Nisqually Earthquake Displacements


Data from 18 GPS stations located in Washington State as well as from 49 sites in eight nearby states and two Canadian Provinces were analysed to quantify co-seismic displacements. Initial positions in the ITRF97 coordinate reference frame were determined using GIPSY/OASIS II software (Heflin, et al., 1992; Zumberge, et al., 1997) in point-positioning mode, which utilizes precise orbits and clock solutions produced by the Jet Propulsion Laboratory. Ambiguity resolution was applied.

A subset of data bracketing the earthquake from the 12 days prior to 12 days after was chosen for further analysis.

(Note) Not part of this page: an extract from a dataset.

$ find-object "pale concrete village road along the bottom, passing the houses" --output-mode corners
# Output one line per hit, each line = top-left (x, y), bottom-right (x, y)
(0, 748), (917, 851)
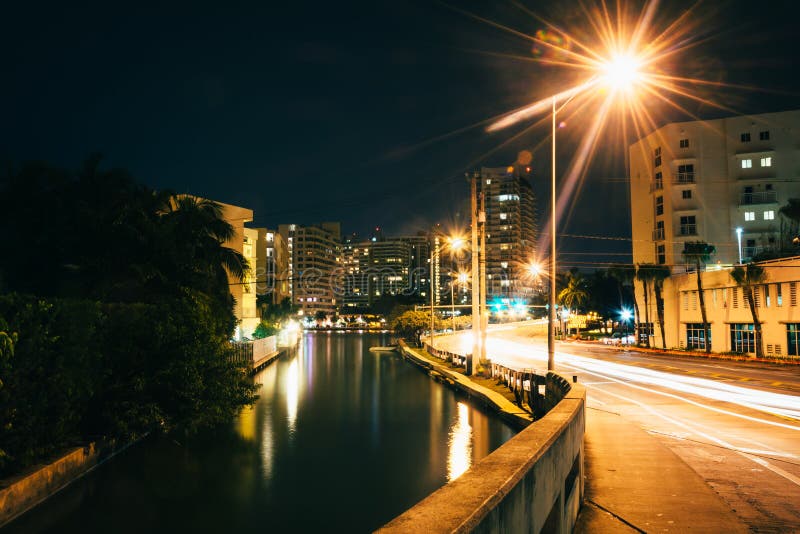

Longer time intervals give a result similar to the one presented here, and have the disadvantages that they could be biased by error sources that effect long-period data (Mao, et al., 1999) and would require a correction for secular motion. Shorter time intervals have greater position uncertainties, which is evidenced by increased scatter of calculated displacements.


Individual daily station positions were combined into daily network solutions. These solutions were, in turn, combined into a pre and post- earthquake solution by simultaneously solving for transformation parameters (3 translations, 3 rotations, and scale) that adjust each daily network solution to a common best-fit average, and the best-fit average. This step minimizes network-wide position discrepancies, or common-mode errors.

Finally, the post-earthquake network solution was aligned with the pre-earthquake solution with a 7-parameter transformation using all of the GPS sites (with the exception of seven stations located near the earthquake epicenter) and differenced, giving the net displacements.

Formal error estimates for point-positioned GPS solutions are less than actual error, in part because orbital and clock errors are not explicitly accounted for in the solution. Here, formal errors have been scaled by a factor of 1.16 such that the daily solution uncertainties are in agreement with the actual position scatter. Error estimates reported here are 2 sigma, and for displacements between pre- and post- earthquake surveys average 1.36 mm in the north-south component, 1.20 mm in the east-west component, and 4.2 mm in the vertical component. Actual scatter of the displacement vectors in areas outside the region affected by the earthquake are consistent with the above error estimates.


Heflin, M., W. Bertiger, G. Blewitt, A. Freedman, K. Hurst, S. Lichten, U. Lindqwister, Y. Vigue, F. Webb, T. Yunck, and J. Zumberge, Global Geodesy Using GPS Without Fiducial Sites, Geophys. Res. Lett., Vol. 19, 131-134, 1992.